The principal neurotechnologies that can be used to bypass such "noise" are human-machine systems that are either employed singularly, or linked to networked hierarchies of sophisticated BMIs, to mediate access to, and manipulation of signal detection, processing and/or integration. Neurotechnologic innovations that are capable of processing high volume, complex datasets with “a continuous set of values and a complex set of connections,” based on an understanding of neural networks as more than mere binary switches. An analog circuit approach would address current “modeling and simulation challenges”,physiomimetic bio-computing of this is uniquely valuable .

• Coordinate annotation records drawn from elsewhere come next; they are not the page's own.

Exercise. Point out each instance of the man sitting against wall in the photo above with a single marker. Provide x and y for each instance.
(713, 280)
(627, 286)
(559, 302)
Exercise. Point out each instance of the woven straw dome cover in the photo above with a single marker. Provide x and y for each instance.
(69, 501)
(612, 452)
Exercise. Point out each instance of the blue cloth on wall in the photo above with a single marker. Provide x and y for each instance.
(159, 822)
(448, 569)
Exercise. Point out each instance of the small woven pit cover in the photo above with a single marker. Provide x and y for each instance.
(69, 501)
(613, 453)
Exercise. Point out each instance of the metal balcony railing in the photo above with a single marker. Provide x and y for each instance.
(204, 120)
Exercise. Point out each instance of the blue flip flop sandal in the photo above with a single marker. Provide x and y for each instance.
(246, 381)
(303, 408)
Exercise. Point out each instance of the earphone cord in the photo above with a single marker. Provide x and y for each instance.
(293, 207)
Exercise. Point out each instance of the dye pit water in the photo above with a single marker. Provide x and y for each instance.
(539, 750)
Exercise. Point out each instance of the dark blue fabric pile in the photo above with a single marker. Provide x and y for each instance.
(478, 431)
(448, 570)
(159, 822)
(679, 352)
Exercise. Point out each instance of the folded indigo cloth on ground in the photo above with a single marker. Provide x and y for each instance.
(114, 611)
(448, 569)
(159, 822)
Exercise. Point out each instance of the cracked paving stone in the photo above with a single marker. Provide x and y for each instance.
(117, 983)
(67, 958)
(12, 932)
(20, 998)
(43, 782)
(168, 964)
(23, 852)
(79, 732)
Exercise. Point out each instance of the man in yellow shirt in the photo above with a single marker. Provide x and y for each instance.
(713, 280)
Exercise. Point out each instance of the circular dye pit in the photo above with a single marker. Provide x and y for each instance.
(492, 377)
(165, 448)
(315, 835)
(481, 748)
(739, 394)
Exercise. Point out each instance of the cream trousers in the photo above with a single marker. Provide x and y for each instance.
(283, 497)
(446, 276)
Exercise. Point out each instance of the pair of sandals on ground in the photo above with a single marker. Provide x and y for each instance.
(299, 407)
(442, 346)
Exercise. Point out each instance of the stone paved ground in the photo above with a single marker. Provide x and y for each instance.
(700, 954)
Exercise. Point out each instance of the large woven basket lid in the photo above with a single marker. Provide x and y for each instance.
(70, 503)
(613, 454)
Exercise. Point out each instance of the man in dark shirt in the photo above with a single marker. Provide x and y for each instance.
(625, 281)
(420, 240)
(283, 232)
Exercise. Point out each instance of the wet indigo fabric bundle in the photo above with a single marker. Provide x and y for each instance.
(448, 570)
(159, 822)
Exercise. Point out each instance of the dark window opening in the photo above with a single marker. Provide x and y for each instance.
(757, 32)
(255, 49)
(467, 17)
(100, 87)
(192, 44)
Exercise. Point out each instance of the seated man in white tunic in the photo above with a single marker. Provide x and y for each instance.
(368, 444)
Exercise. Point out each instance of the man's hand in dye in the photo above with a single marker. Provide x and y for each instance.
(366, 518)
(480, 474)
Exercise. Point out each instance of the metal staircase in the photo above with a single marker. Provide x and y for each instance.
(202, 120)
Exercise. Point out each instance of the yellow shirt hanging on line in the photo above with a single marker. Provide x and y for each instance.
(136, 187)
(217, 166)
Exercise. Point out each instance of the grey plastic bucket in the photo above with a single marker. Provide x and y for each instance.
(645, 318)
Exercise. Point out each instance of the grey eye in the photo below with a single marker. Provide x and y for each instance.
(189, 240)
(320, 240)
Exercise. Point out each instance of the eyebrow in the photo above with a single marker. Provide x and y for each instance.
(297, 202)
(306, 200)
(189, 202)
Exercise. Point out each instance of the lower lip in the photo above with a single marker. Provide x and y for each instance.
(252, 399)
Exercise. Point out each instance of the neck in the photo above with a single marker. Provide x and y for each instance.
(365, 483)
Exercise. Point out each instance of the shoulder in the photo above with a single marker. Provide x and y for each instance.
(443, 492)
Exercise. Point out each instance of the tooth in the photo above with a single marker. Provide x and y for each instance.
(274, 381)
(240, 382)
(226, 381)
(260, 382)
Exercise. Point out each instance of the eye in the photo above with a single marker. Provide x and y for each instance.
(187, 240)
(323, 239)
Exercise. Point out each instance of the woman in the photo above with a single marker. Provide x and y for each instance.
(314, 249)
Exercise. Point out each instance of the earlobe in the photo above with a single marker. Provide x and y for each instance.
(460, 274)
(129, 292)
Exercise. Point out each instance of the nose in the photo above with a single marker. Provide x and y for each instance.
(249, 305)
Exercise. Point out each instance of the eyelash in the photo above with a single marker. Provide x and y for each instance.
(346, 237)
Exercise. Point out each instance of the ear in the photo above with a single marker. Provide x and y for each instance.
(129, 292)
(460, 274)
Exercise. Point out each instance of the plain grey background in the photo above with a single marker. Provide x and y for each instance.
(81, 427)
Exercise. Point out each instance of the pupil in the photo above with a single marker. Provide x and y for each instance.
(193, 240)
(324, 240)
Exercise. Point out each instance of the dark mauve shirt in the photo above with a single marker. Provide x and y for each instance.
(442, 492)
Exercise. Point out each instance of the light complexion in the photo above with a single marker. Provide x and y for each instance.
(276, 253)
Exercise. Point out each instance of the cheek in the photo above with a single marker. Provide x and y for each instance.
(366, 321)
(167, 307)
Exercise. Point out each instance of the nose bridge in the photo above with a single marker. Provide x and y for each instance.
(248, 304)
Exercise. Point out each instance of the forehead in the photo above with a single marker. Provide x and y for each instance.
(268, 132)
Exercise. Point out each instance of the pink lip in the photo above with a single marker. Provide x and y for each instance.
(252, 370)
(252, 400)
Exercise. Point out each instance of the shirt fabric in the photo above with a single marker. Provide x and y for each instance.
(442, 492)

Information systems could conceivably be conjoined so that neural mechanisms for assigning and/or detecting salience (i.e., processes involving cortical and limbic networks) may be either augmented or modeled into neurotechnologic devices for rapid and accurate detection of valid (i.e., signal vs. noise) information within visual (e.g., ﬁeld sensor, satellite and UAV-obtained images) and/or auditory aspects (e.g., narratives, codes) of human (HUMINT) or signal intelligence (SIGINT. Such computational cognitive frameworks may “borrow” human capabilities, not by mimicking processes in the brain (which may not be sufﬁciently well understood to begin with), by modeling conceptual components of idealized neurally-modeled systems that are linked in ways that enable performance of similar — if not more rapid and advanced — neuro-cognitive functions. Moreover, Neurally-coupled hybrid systems could be developed that link computational interfaces to human neuronal activity, so as to optimize Bayesian-like predispositions to certain types of stimuli (18). This would limit input datasets to more critical features, and thereby allow more efﬁcient (i.e., rapid and accurate) detection, observation, orientation (and decisions) by the human user. Conjoinment and reciprocity could be used to enhance the feature-detection and intelligence capacities of both (the machine and human) systems.